FSTests Archive mirror
 help / color / mirror / Atom feed
From: Hans Holmberg <Hans.Holmberg@wdc.com>
To: Zorro Lang <zlang@redhat.com>
Cc: "Zorro Lang" <zlang@kernel.org>,
	"Darrick J. Wong" <djwong@kernel.org>,
	"linux-btrfs@vger.kernel.org" <linux-btrfs@vger.kernel.org>,
	"Damien Le Moal" <Damien.LeMoal@wdc.com>,
	"Matias Bjørling" <Matias.Bjorling@wdc.com>,
	"Naohiro Aota" <Naohiro.Aota@wdc.com>,
	"Johannes Thumshirn" <Johannes.Thumshirn@wdc.com>,
	"hch@lst.de" <hch@lst.de>,
	"fstests@vger.kernel.org" <fstests@vger.kernel.org>,
	"Jaegeuk Kim" <jaegeuk@kernel.org>,
	"bvanassche@acm.org" <bvanassche@acm.org>,
	"daeho43@gmail.com" <daeho43@gmail.com>
Subject: Re: [PATCH] generic: add gc stress test
Date: Sat, 11 May 2024 13:08:36 +0000	[thread overview]
Message-ID: <9c38fffc-72e9-4766-a9d0-ef90411df6f2@wdc.com> (raw)

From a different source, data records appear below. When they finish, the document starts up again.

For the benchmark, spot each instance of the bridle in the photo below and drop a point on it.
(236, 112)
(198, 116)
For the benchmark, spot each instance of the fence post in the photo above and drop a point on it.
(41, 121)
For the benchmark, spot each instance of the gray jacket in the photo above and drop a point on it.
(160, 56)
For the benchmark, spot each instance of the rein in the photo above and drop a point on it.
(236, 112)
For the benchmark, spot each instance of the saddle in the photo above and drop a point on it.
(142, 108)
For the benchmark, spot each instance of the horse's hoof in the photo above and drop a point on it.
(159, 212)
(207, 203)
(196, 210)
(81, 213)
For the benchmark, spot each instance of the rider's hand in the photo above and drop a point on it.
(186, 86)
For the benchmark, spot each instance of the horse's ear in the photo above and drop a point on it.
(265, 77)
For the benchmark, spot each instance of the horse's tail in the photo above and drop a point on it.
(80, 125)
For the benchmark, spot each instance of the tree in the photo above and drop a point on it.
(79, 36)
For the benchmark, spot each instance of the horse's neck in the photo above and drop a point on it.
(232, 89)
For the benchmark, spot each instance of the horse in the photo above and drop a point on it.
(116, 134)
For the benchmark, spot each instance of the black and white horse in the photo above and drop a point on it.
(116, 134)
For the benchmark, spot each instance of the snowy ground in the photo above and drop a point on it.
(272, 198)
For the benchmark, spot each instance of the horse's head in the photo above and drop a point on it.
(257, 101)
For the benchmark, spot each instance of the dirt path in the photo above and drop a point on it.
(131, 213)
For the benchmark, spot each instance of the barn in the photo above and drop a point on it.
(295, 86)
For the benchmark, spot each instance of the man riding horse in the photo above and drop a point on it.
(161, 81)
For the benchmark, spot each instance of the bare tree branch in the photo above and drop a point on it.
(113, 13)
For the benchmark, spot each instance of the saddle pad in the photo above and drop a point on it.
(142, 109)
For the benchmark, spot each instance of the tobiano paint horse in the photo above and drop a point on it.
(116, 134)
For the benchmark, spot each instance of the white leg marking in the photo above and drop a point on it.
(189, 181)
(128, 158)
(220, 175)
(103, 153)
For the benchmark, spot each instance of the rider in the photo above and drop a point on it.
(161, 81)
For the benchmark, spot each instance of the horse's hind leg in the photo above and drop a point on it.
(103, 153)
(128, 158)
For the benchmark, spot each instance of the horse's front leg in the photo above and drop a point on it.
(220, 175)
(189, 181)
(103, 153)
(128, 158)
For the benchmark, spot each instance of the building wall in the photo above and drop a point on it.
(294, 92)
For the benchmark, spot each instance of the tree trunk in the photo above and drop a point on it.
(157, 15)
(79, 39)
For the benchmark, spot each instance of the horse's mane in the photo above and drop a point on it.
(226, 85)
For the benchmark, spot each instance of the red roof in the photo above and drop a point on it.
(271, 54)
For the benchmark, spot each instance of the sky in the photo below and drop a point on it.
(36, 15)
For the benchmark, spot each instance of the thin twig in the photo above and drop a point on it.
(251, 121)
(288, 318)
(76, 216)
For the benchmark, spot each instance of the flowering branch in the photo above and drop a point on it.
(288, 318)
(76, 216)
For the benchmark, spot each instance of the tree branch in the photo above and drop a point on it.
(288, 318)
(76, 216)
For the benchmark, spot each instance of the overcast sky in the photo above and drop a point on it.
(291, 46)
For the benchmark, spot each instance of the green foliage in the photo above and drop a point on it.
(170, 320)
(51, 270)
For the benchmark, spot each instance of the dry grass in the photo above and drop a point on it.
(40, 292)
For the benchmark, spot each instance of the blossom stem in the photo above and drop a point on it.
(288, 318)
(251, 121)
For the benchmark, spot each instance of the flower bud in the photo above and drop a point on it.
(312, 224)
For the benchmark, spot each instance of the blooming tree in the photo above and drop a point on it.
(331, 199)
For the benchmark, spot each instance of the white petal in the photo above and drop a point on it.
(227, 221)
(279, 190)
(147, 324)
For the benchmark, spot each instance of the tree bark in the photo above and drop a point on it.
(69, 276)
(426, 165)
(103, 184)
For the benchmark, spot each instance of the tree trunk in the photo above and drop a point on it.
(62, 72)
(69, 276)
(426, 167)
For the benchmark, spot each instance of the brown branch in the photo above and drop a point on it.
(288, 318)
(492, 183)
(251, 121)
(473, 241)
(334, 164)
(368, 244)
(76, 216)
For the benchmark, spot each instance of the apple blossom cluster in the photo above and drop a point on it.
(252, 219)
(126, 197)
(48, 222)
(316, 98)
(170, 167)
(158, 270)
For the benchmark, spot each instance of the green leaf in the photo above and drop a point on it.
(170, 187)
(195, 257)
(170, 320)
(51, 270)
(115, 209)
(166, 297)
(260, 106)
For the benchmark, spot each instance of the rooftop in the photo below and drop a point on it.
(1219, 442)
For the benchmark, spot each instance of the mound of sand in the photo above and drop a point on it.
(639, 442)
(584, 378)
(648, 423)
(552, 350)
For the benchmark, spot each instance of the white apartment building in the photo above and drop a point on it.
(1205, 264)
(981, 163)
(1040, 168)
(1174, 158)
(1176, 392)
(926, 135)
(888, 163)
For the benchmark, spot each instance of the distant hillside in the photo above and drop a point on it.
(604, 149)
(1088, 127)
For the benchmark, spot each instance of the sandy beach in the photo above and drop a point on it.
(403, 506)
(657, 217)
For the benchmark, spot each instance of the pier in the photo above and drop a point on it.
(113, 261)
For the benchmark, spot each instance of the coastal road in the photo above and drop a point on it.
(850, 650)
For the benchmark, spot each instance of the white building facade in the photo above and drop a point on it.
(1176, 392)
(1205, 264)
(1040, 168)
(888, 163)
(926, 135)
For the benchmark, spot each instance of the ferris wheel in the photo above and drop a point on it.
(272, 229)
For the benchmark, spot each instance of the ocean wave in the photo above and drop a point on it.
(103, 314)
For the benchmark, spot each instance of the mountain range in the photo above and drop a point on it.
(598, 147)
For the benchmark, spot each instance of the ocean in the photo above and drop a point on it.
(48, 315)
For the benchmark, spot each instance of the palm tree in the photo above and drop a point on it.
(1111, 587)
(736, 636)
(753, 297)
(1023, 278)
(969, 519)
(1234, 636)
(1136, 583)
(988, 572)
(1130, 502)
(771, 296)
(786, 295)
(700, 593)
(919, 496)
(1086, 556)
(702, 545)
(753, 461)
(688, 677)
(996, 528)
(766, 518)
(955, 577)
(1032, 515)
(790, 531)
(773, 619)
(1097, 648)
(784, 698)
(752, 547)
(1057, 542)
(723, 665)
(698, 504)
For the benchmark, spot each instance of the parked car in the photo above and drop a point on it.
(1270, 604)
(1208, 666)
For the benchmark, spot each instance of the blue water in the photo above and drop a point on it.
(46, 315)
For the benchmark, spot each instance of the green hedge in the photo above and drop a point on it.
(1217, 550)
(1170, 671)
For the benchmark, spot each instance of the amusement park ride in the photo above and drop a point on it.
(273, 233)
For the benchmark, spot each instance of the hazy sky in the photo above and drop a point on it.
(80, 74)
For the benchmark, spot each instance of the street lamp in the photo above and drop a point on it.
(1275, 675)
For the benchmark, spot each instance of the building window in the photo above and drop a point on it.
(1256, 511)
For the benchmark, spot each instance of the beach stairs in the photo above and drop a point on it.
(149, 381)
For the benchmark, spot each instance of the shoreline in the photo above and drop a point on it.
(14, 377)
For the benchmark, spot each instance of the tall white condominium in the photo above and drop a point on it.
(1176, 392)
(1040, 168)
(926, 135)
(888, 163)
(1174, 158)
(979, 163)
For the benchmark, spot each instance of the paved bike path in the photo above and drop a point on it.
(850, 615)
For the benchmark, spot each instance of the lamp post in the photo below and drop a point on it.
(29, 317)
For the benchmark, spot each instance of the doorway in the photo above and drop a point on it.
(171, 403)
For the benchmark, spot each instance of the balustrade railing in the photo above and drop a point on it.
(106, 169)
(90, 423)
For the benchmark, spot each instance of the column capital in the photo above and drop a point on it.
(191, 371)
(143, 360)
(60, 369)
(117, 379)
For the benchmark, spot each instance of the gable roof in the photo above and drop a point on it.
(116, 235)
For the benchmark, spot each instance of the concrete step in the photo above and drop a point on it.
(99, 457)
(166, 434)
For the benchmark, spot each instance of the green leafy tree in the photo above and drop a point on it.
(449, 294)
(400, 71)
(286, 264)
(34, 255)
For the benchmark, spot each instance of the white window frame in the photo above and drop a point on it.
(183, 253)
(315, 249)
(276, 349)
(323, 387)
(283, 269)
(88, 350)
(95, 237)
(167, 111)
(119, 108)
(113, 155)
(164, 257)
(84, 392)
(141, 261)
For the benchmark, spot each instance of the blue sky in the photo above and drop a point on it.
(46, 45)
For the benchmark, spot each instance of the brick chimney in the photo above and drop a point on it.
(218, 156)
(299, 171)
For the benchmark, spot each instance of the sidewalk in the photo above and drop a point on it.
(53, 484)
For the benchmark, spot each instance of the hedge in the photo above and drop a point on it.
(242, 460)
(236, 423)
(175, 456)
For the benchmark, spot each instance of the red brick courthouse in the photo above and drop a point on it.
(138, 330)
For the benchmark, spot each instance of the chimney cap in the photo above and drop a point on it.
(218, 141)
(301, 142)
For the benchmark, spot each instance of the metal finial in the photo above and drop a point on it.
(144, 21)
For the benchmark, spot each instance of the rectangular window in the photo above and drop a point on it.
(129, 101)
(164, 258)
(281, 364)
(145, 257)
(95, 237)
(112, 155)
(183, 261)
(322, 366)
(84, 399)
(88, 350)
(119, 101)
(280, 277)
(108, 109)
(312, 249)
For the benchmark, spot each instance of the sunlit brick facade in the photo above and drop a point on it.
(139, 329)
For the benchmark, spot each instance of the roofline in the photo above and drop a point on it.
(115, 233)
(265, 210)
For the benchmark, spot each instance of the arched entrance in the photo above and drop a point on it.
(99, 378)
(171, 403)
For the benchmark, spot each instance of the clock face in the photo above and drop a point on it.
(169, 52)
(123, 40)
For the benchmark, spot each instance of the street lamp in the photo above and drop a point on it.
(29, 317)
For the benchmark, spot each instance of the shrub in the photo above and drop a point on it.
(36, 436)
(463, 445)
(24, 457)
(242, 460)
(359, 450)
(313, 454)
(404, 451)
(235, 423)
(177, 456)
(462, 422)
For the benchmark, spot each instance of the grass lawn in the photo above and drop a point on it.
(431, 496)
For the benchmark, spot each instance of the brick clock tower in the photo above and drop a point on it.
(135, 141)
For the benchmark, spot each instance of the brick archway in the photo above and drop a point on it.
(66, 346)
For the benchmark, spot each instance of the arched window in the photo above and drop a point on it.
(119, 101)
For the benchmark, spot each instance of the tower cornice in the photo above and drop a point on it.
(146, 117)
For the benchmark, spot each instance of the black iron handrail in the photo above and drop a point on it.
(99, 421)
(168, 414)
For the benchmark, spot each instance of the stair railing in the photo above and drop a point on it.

In-Reply-To: <20240508085135.gwo3wiaqwhptdkju@dell-per750-06-vm-08.rhts.eng.pek2.redhat.com>

On 2024-05-08 10:51, Zorro Lang wrote:
> On Wed, May 08, 2024 at 07:08:01AM +0000, Hans Holmberg wrote:
>> On 2024-04-17 16:50, Hans Holmberg wrote:
>>> On 2024-04-17 16:07, Zorro Lang wrote:
>>>> On Wed, Apr 17, 2024 at 01:21:39PM +0000, Hans Holmberg wrote:
>>>>> On 2024-04-17 14:43, Zorro Lang wrote:
>>>>>> On Tue, Apr 16, 2024 at 11:54:37AM -0700, Darrick J. Wong wrote:
>>>>>>> On Tue, Apr 16, 2024 at 09:07:43AM +0000, Hans Holmberg wrote:
>>>>>>>> +Zorro (doh!)
>>>>>>>>
>>>>>>>> On 2024-04-15 13:23, Hans Holmberg wrote:
>>>>>>>>> This test stresses garbage collection for file systems by first filling
>>>>>>>>> up a scratch mount to a specific usage point with files of random size,
>>>>>>>>> then doing overwrites in parallel with deletes to fragment the backing
>>>>>>>>> storage, forcing reclaim.
>>>>>>>>>
>>>>>>>>> Signed-off-by: Hans Holmberg <hans.holmberg@wdc.com>
>>>>>>>>> ---
>>>>>>>>>
>>>>>>>>> Test results in my setup (kernel 6.8.0-rc4+)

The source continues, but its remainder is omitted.